Answer
-$\frac{1}{3}$, $\frac{1}{9}$, -$\frac{1}{27}$ , $\frac{1}{81}$
Work Step by Step
To find the first four terms of the sequence whose general term is $a_{n}$ = $(\frac{1}{-3})^{n}$, we replace n in the formula with 1,2,3, and 4.
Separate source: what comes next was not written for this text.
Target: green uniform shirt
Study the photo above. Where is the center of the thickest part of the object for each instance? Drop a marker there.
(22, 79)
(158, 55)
n=1, $a_{1}$ = $(\frac{1}{-3})^{1}$ = -$\frac{1}{3}$
n=2, $a_{2}$ =$(\frac{1}{-3})^{2}$ = $\frac{1}{-3}$* $\frac{1}{-3}$ = $\frac{1}{9}$
n=3, $a_{3}$ = $(\frac{1}{-3})^{3}$ = $\frac{1}{-3}$*$\frac{1}{-3}$* $\frac{1}{-3}$ = -$\frac{1}{27}$
n=4,$a_{4}$ =$(\frac{1}{-3})^{4}$ = $\frac{1}{-3}$*$\frac{1}{-3}$* $\frac{1}{-3}$* $\frac{1}{-3}$ = $\frac{1}{81}$
The first four terms are -$\frac{1}{3}$, $\frac{1}{9}$, -$\frac{1}{27}$ and $\frac{1}{81}$.